From Word Embeddings To Document Distances

M. J. Kusner, Y. Sun, N. I. Kolkin, K. Q. Weinberger, From Word Embeddings To Document Distances, ICML (2015)

摘要

词嵌入（word embedding）：根据单词在语句中的局部共存性，学习单词语义层面的表示（semantically meaningful representations for words）。

单词移动距离（Word Mover’s Distance，WMD）：基于词嵌入，衡量文本文档（text documents）间距离的函数。WMD以一个文档的嵌入词移动至另一个文档的嵌入词的最小距离（the minimum amount of distance that the embedded words of one document need to “travel” to reach the embedded words of another document）作为两个文本文档间不相似度（dissimilarity）的度量。

WMD测度不包含超参数（hyperparameters）。

1 引言

文档表示的最常用的两种方法：

词袋模型（bag of words，BOW）；
词频逆文档频率（term frequency - inverse document frequency，TF-IDF）。

由于各文档的BOW（TF-IDF）表示通常近似正交性（frequent near-orthogonality），二者并不适于度量文档距离；另外，二者无法表示不同单词间的距离（not capture the distance between individual words）。

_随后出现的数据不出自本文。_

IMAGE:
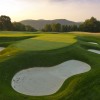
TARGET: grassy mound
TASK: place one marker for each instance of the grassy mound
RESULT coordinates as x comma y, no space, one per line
39,52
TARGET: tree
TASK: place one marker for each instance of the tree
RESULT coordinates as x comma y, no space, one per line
90,25
5,23
47,28
18,26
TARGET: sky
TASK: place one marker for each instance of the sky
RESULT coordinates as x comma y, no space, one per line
74,10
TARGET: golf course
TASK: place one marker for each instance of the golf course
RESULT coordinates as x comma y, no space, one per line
49,65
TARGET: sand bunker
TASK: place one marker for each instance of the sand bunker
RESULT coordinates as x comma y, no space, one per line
95,51
93,42
2,48
41,81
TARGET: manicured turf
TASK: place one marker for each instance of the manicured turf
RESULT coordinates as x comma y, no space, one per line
84,86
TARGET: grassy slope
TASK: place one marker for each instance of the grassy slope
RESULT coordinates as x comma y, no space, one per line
79,87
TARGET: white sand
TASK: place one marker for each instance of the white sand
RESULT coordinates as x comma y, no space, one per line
93,42
95,51
41,81
2,48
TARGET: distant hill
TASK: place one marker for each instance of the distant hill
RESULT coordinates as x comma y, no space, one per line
39,24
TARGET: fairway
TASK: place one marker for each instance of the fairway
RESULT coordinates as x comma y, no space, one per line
23,50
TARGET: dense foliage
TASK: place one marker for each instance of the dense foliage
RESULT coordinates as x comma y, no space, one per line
90,25
7,25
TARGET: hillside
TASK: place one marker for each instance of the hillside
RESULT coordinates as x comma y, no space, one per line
39,24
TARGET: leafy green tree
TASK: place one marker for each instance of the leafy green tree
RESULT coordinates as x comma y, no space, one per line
47,28
5,23
90,25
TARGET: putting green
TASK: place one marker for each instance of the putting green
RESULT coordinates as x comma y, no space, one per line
24,53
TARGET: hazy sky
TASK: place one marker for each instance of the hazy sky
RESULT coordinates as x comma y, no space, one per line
75,10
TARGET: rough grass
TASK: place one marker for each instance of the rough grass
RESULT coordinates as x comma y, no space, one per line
84,86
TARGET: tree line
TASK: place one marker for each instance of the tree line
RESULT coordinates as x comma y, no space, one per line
7,25
90,25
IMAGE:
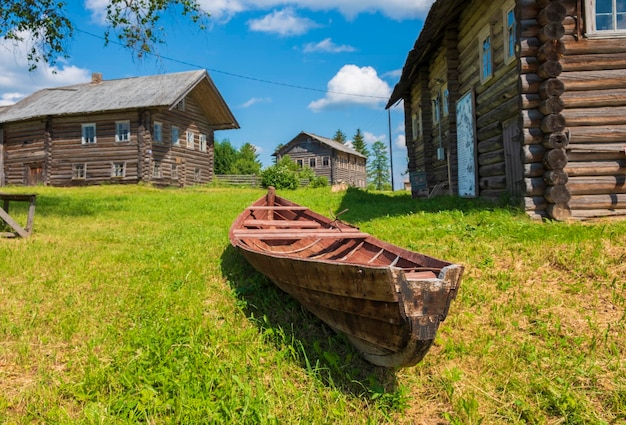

文档的低维隐含变量表示（a latent low-dimensional representation of documents）：

隐含语义索引（Latent Semantic Indexing，LSI）：对BOW特征空间（feature space）进行特征分解（eigendecompose）；
主体模型（Latent Dirichlet Allocation，LDA）：将相似词按概率分配到不同的主题（probabilistically groups similar words into topics），并将文档表示这些主题的分布（represents documents as distribution over these topics）

通常，语义关系体现在词向量的运算上（semantic relationships are often preserved in vector operations on word vectors），即嵌入词向量间的距离能够表示语义（distances between embedded word vectors are to some degree semantically meaningful）。本文将文本文档表示为嵌入词的加权点云（a weighted point cloud of embedded words），文本文档 $A$ 和 $B$ 间的单词移动距离（Word Mover’s Distance，WMD）定义为：为匹配（match）文档 $B$ 的点云（point cloud），文档 $A$ 中的单词（words from document $A$ ）所需移动（travel）的最小累积距离（minimum cumulative distance），Fig. 1。

在这里插入图片描述
WMD最优问题是最短测地距离（Earth Mover’s Distance，EWD）运输问题（transportation problem）的特例。本文给出几个下界距离（lower bounds）用于近似WMD或对查询范围剪枝（approximations or to prune away documents that are provably not amongst the $k$ -nearest neighbors of a query）。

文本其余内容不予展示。